La ministre de la Culture, Rachida Dati, est auditionnée ce jeudi matin par la commission d’enquête sur l’audiovisuel public. [Henrique Campos / Hans Lucas / Hans Lucas via AFP]

La ministre de la Culture, Rachida Dati, est auditionnée ce jeudi matin par la commission d’enquête sur l’audiovisuel public. Interrogée à la fois sur la neutralité politique des médias publics et sur leur situation financière, elle devra s’exprimer sur des accusations de collusion visant des journalistes de France Inter, ainsi que sur la gestion budgétaire d’un secteur doté de près de 4 milliards d’euros par an.

Jour J pour la commission d’enquête sur l’audiovisuel public, qui auditionne ce jeudi 5 février à 9h30 la ministre de la Culture, Rachida Dati.

Elle répondra aux questions du rapporteur UDR Charles Alloncle à double titre : en tant que ministre de la Culture, mais aussi comme personnalité se disant victime d’une collusion entre des journalistes de France Inter, Patrick Cohen et Thomas Legrand, et des responsables socialistes, qu’elle estime destinée à saboter sa campagne municipale à Paris.

Neutralité politique de l’audiovisuel public en question

Au cœur de l’audition, une question centrale : la neutralité politique est-elle respectée au sein de l’audiovisuel public ? Rachida Dati a-t-elle subi une campagne de dénigrement ? Sa candidature à la mairie de Paris a-t-elle été ciblée par certains journalistes de Radio France ?

Jusqu’à présent, la ministre ne s’est jamais exprimée publiquement sur ces accusations. Ses réponses sont donc particulièrement attendues, dans un contexte où les relations entre responsables politiques et médias publics sont régulièrement critiquées.

Des enjeux financiers explosifs

Mais l’audition ne se limitera pas aux questions éditoriales. En tant que ministre de tutelle, Rachida Dati devra également répondre à des interrogations budgétaires sensibles.
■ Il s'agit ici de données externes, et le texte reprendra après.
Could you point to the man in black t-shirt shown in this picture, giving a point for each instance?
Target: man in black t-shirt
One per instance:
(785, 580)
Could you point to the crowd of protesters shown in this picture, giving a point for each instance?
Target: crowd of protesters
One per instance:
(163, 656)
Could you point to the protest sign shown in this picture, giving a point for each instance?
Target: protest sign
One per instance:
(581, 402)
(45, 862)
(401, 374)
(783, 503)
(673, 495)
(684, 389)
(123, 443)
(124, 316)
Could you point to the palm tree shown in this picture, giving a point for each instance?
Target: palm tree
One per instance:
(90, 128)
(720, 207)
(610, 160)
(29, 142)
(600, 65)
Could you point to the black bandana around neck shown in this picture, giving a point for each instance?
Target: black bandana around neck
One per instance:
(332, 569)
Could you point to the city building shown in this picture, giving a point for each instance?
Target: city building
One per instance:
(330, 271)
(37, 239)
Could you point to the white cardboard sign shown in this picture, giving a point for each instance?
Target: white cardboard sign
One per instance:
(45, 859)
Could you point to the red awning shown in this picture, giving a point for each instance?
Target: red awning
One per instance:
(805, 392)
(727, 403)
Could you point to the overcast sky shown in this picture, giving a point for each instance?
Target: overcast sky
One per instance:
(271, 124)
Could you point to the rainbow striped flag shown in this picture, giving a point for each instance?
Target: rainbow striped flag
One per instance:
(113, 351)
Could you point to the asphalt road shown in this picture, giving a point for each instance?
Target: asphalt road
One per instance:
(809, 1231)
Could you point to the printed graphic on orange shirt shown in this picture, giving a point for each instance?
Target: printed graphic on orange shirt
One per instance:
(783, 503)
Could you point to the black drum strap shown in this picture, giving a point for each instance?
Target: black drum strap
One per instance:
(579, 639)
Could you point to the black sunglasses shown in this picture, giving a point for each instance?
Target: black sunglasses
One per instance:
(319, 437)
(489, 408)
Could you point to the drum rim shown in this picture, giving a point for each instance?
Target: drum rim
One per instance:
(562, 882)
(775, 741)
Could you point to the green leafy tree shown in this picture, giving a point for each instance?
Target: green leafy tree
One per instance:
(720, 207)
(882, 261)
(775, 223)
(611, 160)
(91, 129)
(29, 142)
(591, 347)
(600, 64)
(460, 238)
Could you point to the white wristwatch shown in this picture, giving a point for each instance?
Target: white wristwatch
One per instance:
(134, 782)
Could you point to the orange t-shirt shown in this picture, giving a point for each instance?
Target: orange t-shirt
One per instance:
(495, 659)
Parmi elles, la situation salariale au sein de France Télévisions, dont les employés figurent en moyenne parmi les 9 % des Français les plus riches ou encore l’aggravation du déficit des médias publics, malgré un budget annuel avoisinant les 4 milliards d’euros.

Une audition très attendue

Entre accusations de collusion politique, interrogation sur l’indépendance éditoriale et tensions budgétaires, cette audition s’annonce comme l’un des temps forts de la commission d’enquête sur l’audiovisuel public.

Des sujets explosifs, à la croisée du politique, du médiatique et des finances publiques, qui placent la ministre de la Culture dans une position particulièrement exposée.